Admitting his company “stubbed its toe” this year, Level 3 Communications Chairman and CEO James Crowe told the CitiGroup’s 18th Annual Global Entertainment, Media & Telecommunications Conference today that the emerging IP optical and IP wireless markets are what “we’ve been planning on and hoping for, for a number of years” and Level 3 is ready to compete successfully.

So much so, Crowe said, that one of the company’s focuses for 2008 is on becoming free cash flow break-even “as quickly as we can.”

Level 3’s 2007 woes were based solely on its inability to deliver services as fast as it was selling them, Crowe said, and fixing that problem is the other main focus for 2008. In the meantime, the market is moving away from vertical integration--in which applications and devices are tightly knit into the service offering--and toward vertical integration based on standard interfaces. In this market, Crowe said, Level 3 can compete and profit.

“Standardized market-based interfaces are increasingly creating horizontal rather than vertical markets,” Crowe said. “That means content is separating from applications, applications are separating from devices and devices from networks. There are many who would prefer that not to occur, whose models are based on vertical integration.”

In the new realm of “IP-tone” versus dial-tone, Crowe added, “our business is about scope and scale and having superior incremental margins. If you are looking to tax content and bundle device, application and network, it isn’t going to work. You had better be good at moving information if you want to be a network service provider.”

Level 3 was selling at growth rates of 20% in the first half of 2007 but could only activate services at an 8% to 10% growth rate, which naturally led to a slowing of growth, Crowe said. Level 3 is now investing more in the activation process, specifically in hiring and training more engineers to handle the complex process of designing networks for signed customers, he said.
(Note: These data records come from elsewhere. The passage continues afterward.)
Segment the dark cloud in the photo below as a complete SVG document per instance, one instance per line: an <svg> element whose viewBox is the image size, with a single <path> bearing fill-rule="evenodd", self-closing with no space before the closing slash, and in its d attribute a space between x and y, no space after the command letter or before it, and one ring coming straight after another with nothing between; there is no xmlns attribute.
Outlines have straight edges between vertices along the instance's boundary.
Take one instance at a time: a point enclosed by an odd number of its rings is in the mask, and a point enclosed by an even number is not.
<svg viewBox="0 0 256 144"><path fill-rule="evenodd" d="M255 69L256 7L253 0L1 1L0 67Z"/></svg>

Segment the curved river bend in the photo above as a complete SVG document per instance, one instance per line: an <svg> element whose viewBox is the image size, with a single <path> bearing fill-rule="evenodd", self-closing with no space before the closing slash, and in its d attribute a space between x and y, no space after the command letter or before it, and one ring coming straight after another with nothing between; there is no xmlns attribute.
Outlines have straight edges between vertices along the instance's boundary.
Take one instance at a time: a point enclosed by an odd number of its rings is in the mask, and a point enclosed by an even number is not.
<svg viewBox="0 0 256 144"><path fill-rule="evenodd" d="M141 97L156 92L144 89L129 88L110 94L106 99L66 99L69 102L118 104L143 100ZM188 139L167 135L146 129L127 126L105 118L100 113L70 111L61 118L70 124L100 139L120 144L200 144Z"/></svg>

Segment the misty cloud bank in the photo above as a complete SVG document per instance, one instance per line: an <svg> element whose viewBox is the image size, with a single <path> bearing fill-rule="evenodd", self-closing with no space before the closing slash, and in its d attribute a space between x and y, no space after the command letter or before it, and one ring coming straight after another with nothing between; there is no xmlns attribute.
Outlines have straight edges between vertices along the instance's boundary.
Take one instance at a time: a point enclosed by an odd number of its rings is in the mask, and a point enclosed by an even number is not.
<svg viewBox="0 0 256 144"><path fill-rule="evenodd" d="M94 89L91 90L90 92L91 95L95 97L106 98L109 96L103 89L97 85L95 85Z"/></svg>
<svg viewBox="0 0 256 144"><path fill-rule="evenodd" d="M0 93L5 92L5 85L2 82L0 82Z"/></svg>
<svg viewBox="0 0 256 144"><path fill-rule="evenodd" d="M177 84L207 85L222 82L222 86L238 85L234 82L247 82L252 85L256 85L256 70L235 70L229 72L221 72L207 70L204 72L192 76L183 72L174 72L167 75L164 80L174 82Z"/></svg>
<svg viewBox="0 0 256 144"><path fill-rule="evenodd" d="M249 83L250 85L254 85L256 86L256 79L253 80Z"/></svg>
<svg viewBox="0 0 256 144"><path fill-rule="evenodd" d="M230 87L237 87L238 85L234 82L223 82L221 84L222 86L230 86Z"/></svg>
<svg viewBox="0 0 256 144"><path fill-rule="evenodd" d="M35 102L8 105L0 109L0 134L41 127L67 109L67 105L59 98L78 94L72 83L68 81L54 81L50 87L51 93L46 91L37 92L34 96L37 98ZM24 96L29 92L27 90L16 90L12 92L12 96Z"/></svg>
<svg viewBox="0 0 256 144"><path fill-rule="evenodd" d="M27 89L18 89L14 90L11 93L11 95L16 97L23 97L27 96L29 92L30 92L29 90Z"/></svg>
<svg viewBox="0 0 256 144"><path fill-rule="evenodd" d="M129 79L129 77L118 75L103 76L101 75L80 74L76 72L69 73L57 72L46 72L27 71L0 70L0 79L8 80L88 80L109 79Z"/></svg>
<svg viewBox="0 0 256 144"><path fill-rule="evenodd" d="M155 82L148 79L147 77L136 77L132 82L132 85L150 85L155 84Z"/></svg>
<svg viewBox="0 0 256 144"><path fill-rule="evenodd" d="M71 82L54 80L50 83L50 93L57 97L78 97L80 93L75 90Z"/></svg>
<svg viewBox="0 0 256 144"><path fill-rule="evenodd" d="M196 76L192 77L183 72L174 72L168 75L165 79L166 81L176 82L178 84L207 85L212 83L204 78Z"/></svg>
To reinforce this point with investors, the company went to the unusual lengths of posting its sales figures for the first six months of 2007 on its Web site.

“Our sales have now dropped to match our install rates,” Crowe said. “The bottom end of guidance assumes we don’t fix the issue until end of 2008. The upper end assumes we do fix and we get to the levels we were at in the first half of 2007. We have proven we can sell at that rate.”